The Job Market Is Frozen For Everyone : Planet Money No matter how you slice it — by age, by gender, by education — the job market isn't getting any better.

The Job Market Is Frozen For Everyone

The number of jobs in America grew by 103,000 last month, according to this morning's big jobs report. That's not as bad as economists were predicting, but it's not good.

This kind of job creation is enough to keep up with population growth, but not enough to drive down the unemployment rate, which has been just over 9 percent for months now. The job market seems frozen in place.

The unemployment rate varies significantly among different demographic groups. But the trend over the past few years is basically the same for everyone, regardless of age, gender, or education. And the trend is grim.

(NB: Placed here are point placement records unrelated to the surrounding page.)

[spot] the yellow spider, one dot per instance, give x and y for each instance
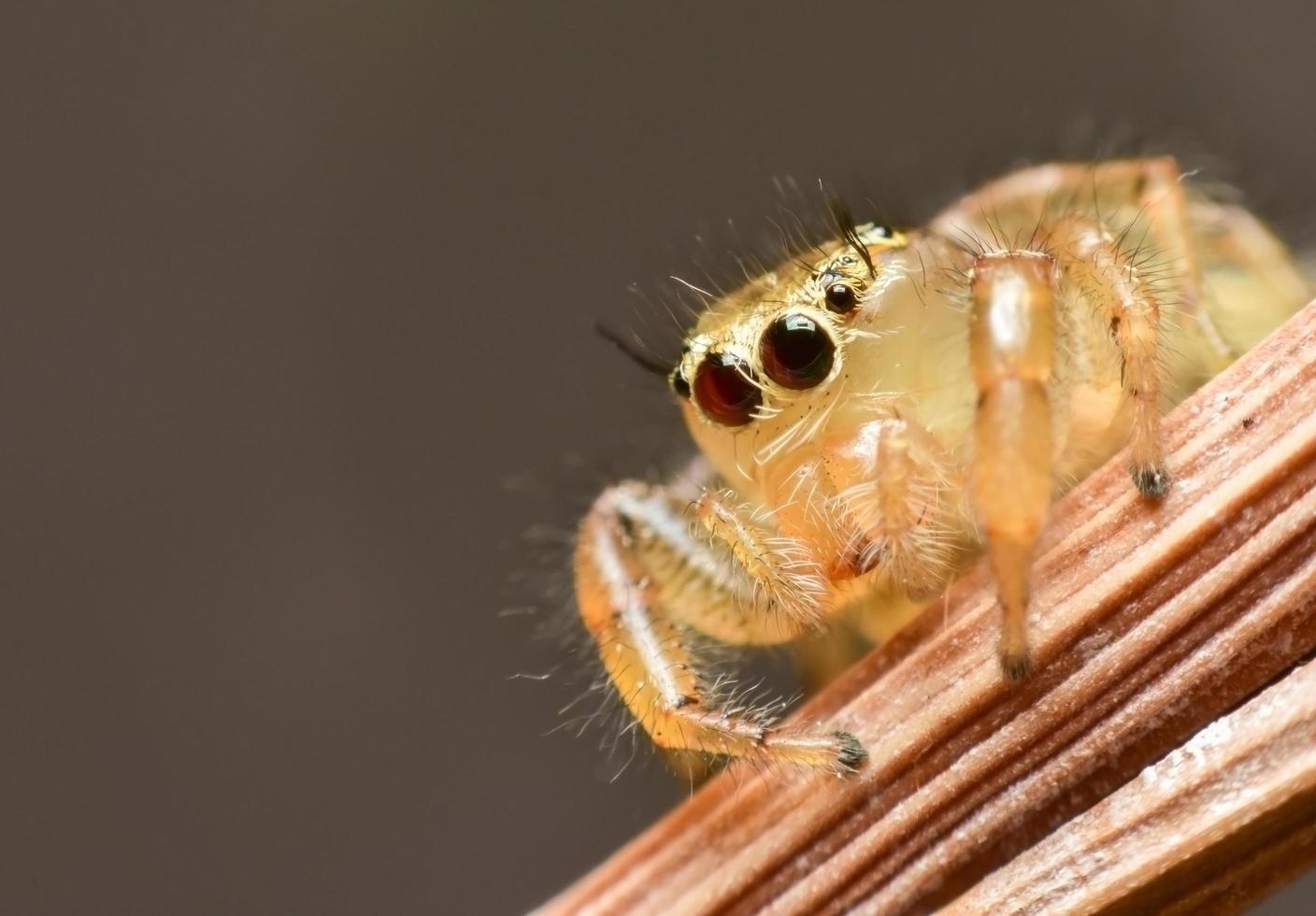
(877, 409)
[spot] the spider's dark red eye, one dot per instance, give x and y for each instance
(796, 353)
(725, 390)
(841, 297)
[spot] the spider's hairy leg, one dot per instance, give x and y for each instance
(1158, 191)
(635, 558)
(893, 480)
(1012, 345)
(1091, 260)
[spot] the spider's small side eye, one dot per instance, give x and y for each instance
(725, 390)
(678, 383)
(841, 297)
(796, 353)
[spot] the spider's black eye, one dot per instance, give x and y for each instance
(796, 353)
(841, 297)
(725, 390)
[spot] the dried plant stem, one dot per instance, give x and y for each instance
(1151, 622)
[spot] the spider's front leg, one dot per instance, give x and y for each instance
(1012, 348)
(642, 578)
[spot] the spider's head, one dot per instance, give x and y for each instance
(765, 362)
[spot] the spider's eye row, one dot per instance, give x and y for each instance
(725, 390)
(796, 353)
(841, 297)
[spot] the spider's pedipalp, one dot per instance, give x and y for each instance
(639, 578)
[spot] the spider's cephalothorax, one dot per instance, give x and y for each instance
(874, 412)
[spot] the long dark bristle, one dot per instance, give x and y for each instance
(645, 361)
(849, 232)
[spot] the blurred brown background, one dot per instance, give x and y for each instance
(300, 397)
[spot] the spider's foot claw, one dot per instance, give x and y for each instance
(851, 753)
(1152, 482)
(1018, 664)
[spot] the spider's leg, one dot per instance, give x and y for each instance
(639, 574)
(1091, 260)
(1012, 347)
(893, 491)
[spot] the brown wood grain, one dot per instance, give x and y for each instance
(1151, 622)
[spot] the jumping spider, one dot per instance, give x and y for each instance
(876, 411)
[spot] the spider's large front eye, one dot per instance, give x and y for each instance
(725, 390)
(796, 353)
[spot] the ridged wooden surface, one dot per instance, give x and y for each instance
(1151, 622)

Unemployment shot up in 2008 and 2009. Since then, with a few exceptions, it's barely budged — it's down a bit from it's peak, but still far higher than normal.

Jess Jiang/NPR/BLS data
Jess Jiang/NPR/BLS data
Jess Jiang/NPR/BLS data

There is one jobs measure that has continued to change: average duration of unemployment. But that has gotten worse, not better.

Jess Jiang/NPR

As noted last month, this is a very worrying sign:

The longer people are unemployed, the less likely they are to find a new job.

This is partly due to the fact that the most employable people — those whose skills are in highest demand — get snapped up right away.

But there are also more insidious forces at work. As Ben Bernanke recently pointed out, the skills of unemployed workers erode, making it harder for them to find a new job. Employers may be wary of hiring someone who has been out of work for a long time. And after months of searching, the unemployed tend to spend less time looking for work. ...

One final, somewhat technical note: The extension of unemployment benefits — which typically expire after six months, but now can run for nearly two years — has probably played some role in driving up the long-term unemployment rate.

But several studies have found that this accounts for only a small part of the overall rise in long-term unemployment. (See this paper from the San Francisco Fed for more on the subject.)

For the most part, "people are simply flowing into unemployment and not finding jobs," Bart Hobijn, an economist at the San Francisco Fed, told me. "That's the overall weakness in the economy."